The process of evaluating someone for a disorder like SPD must be done by a qualified mental health professional. It will typically include a physical examination, cognitive testing, interviews with family or loved ones, and/or a review of the patient’s medical and personal history. The psychologist will also compare the individual’s symptoms with the criteria for an SPD diagnosis in the most recent edition of the Diagnostic and Statistical Manual of Mental Disorders (DSM). To be diagnosed with sociopathic personality disorder according to the DSM-5, the patient must meet the following criteria:

  • a pattern of disregarding the rights of others since age 15, which can take the form of impulsivity, engaging in unlawful behaviors, repeated deceit—including for pleasure or profit, aggressiveness and a tendency to engage in physical fights, irresponsibility, and a lack of remorse

  • a history of behavioral issues before age 15 as well

  • being at least 18 years of age

  • confirmation that the above behaviors cannot be attributed to schizophrenia or bipolar disorder

Once their assessments are complete, the provider may determine a diagnosis and will then suggest an appropriate treatment plan.

How SPD Is Treated

Although SPD isn’t curable, a combination of psychotherapy and medication may help an individual manage their symptoms, enabling them to function more effectively within society and personal relationships. Medications such as antidepressants, antipsychotics, or mood stabilizers may be suggested, potentially in addition to some form of psychotherapeutic treatment. 

Little evidence exists to show that traditional cognitive behavioral therapy (CBT) methods are effective in treating SPD, although studies do suggest that it can be effective for treating other personality disorders. However, an individual may still benefit from getting therapeutic treatment for their symptoms, such as anger or addiction issues. 

Finally, it’s important to note that early intervention for those displaying signs of SPD in childhood may help in certain cases, according to research. Unlike some other mental health disorders, the intensity of symptoms from a personality disorder like SPD often decreases as the individual ages. In some cases, an individual who displayed troubling behavior in their youth—like harming animals or stealing, for instance—may outgrow these tendencies on their own because of physiological changes, the realization of consequences and social stigma for their behavior, or a combination of both.

Understanding SPD Is The First Step To Coping With It

The Role Of Online Therapy

An individual who has a suspected personality disorder like SPD should typically be evaluated in person by a qualified clinician.
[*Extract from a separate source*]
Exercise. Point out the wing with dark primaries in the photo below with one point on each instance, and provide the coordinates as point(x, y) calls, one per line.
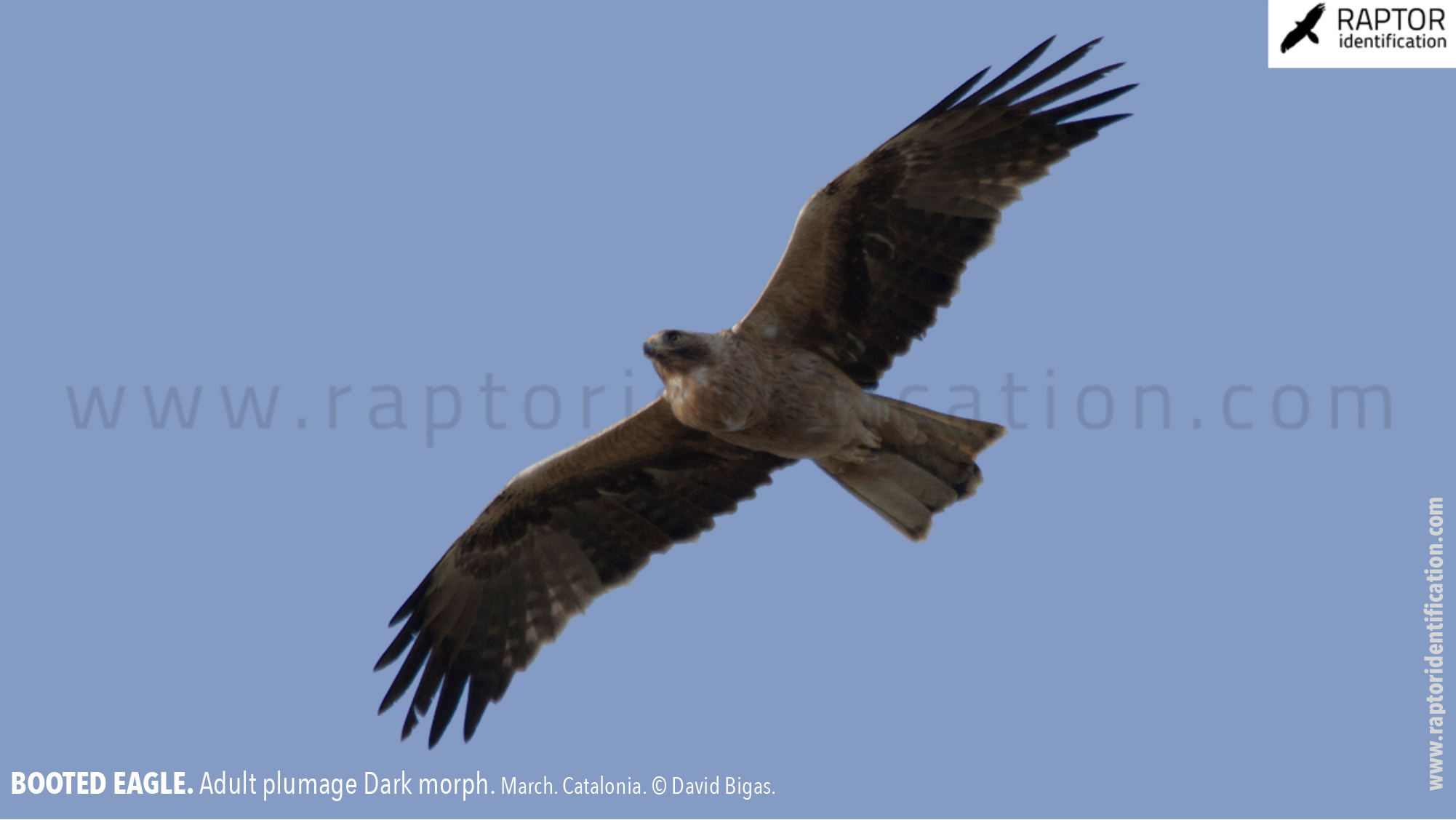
point(881, 248)
point(558, 536)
If that provider recommends therapy to help the person manage symptoms of diagnosed SPD, such as anger issues or substance use problems, they may choose to pursue it in person or online depending on their unique situation. Research suggests that in person and virtual therapy can offer similar benefits in many cases; a licensed provider can impart whether they believe a particular individual may benefit from one format over the other. That said, the accessibility of online therapy can be useful for those who may have difficulty traveling to and from appointments. 

Finally, in-person or online therapy may also be helpful for family or friends of a person who has a disorder like SPD, since coping with their often difficult behaviors can be challenging. A therapist can provide support in cases like these. If you’re interested in pursuing online therapy, a platform like BetterHelp is one option. You can fill out a brief questionnaire and get matched with a licensed therapist who you can speak to via phone, video call, and/or online chat to address the challenges you may be facing.


Sociopathic personality disorder is a serious mental illness. While it can’t typically be cured, professional treatment may help an individual manage their symptoms in order to improve daily functioning and to defend their well-being and the well-being of those around them.